Electrical characteristics of interfacial barriers at metal - TiO₂ contacts

The electrical properties of thin TiO₂ films have recently been extensively exploited with the aim of enabling a variety of metal-oxide electron devices: unipolar and bipolar semiconductor devices and/or memristors. In these efforts, investigations into the role of TiO₂ as active material were the main focus; however, electrode materials are equally important. In this work we address this point by presenting a systematic quantitative electrical characterization study on the interface characteristics of metal-TiO₂-metal structures. Our study employs typical contact materials that are used both as top and bottom electrodes in a metal-TiO₂-metal setting. This allows an investigation of the characteristics of the interfaces as well as holistically studying an electrode's influence on the opposite interface, referred to in this work as the top/bottom electrodes inter-relationship.
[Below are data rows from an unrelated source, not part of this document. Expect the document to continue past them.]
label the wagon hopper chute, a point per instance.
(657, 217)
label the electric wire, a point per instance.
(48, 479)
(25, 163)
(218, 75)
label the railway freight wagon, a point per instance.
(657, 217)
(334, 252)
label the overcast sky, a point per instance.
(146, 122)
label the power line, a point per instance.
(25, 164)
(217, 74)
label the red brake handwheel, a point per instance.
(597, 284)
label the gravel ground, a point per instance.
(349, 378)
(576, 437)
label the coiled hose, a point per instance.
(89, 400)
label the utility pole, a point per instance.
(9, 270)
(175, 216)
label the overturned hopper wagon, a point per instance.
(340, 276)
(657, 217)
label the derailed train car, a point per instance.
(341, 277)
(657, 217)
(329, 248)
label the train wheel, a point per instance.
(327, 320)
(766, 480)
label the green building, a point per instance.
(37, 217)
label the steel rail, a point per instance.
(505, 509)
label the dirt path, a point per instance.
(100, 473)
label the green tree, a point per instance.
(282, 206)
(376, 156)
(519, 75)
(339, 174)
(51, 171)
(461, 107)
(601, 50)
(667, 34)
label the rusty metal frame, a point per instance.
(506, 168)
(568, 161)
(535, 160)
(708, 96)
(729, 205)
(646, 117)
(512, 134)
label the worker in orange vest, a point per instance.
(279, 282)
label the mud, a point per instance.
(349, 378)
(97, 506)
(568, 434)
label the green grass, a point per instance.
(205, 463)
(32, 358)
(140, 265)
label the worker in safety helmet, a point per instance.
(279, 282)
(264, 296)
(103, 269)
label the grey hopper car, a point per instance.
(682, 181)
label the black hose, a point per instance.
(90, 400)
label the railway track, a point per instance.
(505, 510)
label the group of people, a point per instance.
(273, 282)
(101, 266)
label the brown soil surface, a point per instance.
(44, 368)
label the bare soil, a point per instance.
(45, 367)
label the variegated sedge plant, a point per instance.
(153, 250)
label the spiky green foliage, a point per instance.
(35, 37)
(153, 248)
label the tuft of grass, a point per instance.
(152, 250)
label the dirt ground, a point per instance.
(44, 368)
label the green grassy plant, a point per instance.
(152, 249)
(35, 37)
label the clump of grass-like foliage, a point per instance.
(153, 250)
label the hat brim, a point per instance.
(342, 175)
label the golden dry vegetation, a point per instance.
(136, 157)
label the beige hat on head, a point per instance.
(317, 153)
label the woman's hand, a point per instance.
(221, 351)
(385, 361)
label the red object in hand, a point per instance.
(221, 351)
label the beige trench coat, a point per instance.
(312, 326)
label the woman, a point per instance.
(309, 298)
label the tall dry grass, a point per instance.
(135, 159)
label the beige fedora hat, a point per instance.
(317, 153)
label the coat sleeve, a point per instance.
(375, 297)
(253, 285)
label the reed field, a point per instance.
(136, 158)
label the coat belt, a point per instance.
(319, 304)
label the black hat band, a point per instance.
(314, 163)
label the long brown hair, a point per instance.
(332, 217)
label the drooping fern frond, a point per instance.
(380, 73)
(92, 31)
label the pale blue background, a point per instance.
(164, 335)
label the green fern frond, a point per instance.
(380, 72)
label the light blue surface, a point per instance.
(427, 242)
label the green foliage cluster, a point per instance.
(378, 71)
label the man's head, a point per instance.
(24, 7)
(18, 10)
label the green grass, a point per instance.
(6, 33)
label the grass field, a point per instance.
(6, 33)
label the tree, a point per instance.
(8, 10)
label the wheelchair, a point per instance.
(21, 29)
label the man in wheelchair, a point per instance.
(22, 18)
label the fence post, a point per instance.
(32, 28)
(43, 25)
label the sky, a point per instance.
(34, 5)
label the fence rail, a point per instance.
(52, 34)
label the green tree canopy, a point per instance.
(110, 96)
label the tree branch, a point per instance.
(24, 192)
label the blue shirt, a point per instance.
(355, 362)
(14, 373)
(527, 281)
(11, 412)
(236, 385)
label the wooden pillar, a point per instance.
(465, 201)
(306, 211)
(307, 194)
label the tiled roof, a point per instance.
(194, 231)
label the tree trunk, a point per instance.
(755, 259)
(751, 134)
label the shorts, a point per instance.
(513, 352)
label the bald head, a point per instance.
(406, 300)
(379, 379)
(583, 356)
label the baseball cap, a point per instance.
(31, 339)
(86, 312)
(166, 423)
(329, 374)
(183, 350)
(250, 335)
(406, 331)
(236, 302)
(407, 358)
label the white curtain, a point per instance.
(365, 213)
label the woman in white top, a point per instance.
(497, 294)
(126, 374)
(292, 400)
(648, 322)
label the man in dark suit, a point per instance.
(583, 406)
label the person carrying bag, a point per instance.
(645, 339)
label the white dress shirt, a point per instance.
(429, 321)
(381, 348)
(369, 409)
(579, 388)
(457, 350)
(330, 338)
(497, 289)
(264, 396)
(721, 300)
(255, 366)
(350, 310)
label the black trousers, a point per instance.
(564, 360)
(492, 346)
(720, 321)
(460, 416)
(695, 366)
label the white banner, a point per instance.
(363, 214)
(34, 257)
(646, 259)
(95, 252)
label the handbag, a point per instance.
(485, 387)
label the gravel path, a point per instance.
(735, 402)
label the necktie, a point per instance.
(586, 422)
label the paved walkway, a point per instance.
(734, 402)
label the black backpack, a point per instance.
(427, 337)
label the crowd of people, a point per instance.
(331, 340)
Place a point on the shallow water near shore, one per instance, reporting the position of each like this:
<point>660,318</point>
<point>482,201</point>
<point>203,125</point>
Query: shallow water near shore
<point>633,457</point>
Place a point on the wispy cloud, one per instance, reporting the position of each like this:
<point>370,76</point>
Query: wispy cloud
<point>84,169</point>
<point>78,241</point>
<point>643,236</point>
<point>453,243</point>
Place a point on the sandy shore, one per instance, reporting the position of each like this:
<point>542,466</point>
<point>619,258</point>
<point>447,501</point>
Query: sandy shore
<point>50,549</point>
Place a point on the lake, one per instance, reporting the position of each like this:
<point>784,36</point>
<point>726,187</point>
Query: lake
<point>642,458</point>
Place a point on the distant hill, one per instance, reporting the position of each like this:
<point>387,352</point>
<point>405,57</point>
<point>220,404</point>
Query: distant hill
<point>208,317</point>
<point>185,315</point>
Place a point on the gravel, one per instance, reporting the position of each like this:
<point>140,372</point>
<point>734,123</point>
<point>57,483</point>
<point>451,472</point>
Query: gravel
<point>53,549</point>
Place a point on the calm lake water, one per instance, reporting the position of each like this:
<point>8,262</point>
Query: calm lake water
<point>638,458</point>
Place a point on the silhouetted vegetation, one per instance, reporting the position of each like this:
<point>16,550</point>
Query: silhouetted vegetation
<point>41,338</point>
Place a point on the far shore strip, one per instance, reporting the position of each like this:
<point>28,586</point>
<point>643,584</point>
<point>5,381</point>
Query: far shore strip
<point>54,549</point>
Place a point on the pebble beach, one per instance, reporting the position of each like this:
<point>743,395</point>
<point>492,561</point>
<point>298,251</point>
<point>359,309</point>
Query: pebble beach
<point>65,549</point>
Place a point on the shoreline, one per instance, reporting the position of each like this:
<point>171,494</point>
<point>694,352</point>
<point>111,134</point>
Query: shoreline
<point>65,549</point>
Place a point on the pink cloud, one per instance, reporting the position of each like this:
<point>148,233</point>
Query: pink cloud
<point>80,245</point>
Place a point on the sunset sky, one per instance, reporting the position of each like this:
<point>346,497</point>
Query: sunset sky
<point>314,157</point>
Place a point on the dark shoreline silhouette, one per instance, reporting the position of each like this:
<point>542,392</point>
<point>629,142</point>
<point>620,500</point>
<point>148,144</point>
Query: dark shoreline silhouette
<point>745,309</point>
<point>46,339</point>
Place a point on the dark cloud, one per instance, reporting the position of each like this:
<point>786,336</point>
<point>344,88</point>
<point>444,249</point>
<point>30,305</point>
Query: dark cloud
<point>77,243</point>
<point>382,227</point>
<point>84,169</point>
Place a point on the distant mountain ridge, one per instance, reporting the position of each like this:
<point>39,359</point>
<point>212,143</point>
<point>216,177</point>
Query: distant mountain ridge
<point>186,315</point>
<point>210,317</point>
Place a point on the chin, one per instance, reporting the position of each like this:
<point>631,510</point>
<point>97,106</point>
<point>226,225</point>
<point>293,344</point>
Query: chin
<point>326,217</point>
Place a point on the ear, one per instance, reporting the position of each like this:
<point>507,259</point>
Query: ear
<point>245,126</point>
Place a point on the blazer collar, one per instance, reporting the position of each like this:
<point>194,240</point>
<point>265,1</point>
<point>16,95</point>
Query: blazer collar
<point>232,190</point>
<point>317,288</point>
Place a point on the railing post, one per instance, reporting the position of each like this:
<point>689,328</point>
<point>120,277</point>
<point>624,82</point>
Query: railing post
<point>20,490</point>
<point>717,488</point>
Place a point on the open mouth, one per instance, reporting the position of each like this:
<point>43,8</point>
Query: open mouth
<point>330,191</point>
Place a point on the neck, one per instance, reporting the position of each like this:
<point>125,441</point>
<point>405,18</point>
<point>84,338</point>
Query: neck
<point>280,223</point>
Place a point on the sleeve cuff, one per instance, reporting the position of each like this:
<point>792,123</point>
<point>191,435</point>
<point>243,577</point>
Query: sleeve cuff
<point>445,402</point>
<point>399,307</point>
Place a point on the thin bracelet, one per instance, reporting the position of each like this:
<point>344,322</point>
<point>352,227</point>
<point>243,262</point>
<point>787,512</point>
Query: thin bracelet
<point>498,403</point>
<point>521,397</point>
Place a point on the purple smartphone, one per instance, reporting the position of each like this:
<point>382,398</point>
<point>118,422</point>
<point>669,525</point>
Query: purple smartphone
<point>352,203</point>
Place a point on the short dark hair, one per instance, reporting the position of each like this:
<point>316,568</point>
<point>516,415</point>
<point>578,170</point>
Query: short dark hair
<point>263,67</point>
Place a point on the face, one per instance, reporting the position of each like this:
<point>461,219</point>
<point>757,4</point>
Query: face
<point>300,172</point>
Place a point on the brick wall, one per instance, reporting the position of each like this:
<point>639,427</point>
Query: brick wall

Our methodology comprises the recording of current-voltage (I-V) characteristics from a variety of solid-state prototypes in the temperature range of 300 K -350 K, and their analysis through appropriate modelling. Clear field- and temperature-dependent signature plots were also obtained, so as to shine more light on the role of each material as top/bottom electrodes in metal-TiO₂-metal configurations. Our results highlight that these are not conventional metal-semiconductor contacts, and that several parameters are involved in the formation of the interfacial barriers, such as the electrode's position (atop or below the film), the electronegativity, the interface states, and even the opposite interface electrode material. Overall, our study provides a useful database for selecting appropriate electrode materials in TiO₂-based devices, offering new insights into the role of electrodes in metal-oxide electronics applications.